Destinasi berikutnya adalah tempat yang tidak saya rencanakan. Berangkat dari petualangan mencari bunga bangkai raksasa yang tidak membuahkan hasil membuat saya dan teman saya memutuskan untuk pergi ke tempat di mana teratai raksasa berada. Tempatnya tidak begitu jauh sekitar 500 meter dari pintu masuk kebun raya.
Kemudian, kami memutuskan untuk duduk di atas hamparan rerumputan yang luas sembari bercerita satu sama lain. Ah, ternyata tiga hal dari sekian banyak yang terbaik dari kehidupan adalah bercerita, didengar, dan mendengar ya.
Penutup Hujan Raya Akhir Desember di Kota Bogor
Satu jam lebih lima puluh menit telah terlewati, tak terasa angka jarum jam menunjukkan pukul 13.30 WIB. Cuaca yang semula bersahabat menyambut datangnya diri saya, perlahan meredup seperti meminta saya lekas istirahat dan pulang ke rumah. Perjalanan menyusuri kebun raya pun berakhir, tenggelam sejalan dengan bunyi-bunyian singgungan rel kereta meninggalkan kota Bogor.

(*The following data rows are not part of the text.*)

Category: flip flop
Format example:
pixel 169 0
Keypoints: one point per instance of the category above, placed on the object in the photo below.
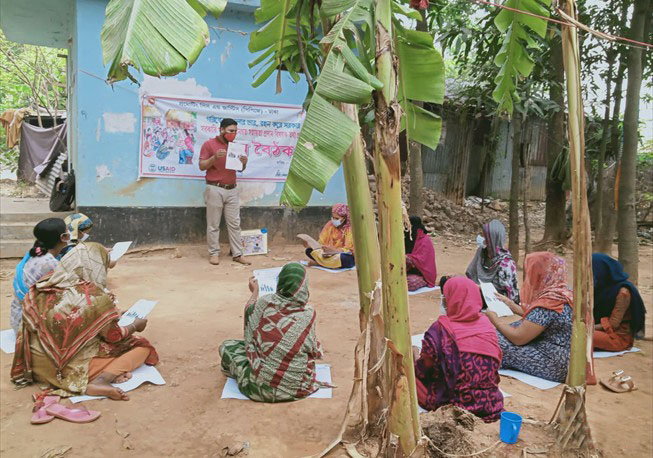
pixel 40 416
pixel 619 383
pixel 73 415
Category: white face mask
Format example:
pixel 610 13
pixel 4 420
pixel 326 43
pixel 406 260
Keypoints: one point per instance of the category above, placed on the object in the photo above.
pixel 480 241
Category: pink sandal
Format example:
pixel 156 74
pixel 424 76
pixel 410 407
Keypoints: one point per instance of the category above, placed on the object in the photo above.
pixel 40 416
pixel 82 415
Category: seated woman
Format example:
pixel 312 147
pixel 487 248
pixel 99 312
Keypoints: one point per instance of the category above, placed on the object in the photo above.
pixel 276 360
pixel 335 247
pixel 494 264
pixel 51 238
pixel 70 337
pixel 539 343
pixel 460 357
pixel 619 311
pixel 420 256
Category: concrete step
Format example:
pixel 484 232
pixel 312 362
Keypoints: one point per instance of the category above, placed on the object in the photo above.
pixel 16 231
pixel 31 218
pixel 15 248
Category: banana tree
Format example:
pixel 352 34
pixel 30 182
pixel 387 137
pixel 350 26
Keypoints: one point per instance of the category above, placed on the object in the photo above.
pixel 161 38
pixel 572 416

Jika Jogjakarta tempat sejuta kenangan dan secercah rindu yang tersusun dari setiap jalanan yang disusuri, maka Bogor dan Kebun Rayanya punya segudang kenyamanan, seguyur hujan raya yang rasanya tidak akan sama di tempat mana pun.Â
Menurut saya, sebuah tempat memang bukan hanya menjadi 'apa yang pernah ditangkap oleh mata', tetapi menjadi 'sebuah cerita' ketika kita kembali untuk mengingatnya.
Jadi, apakah sudah mulai jatuh cinta dengan Kebun Raya Bogor tanpa kesana?
Sebuah tempat memang bukan hanya menjadi 'apa yang pernah ditangkap oleh mata', tetapi menjadi 'sebuah cerita' ketika kita kembali untuk mengingatnya.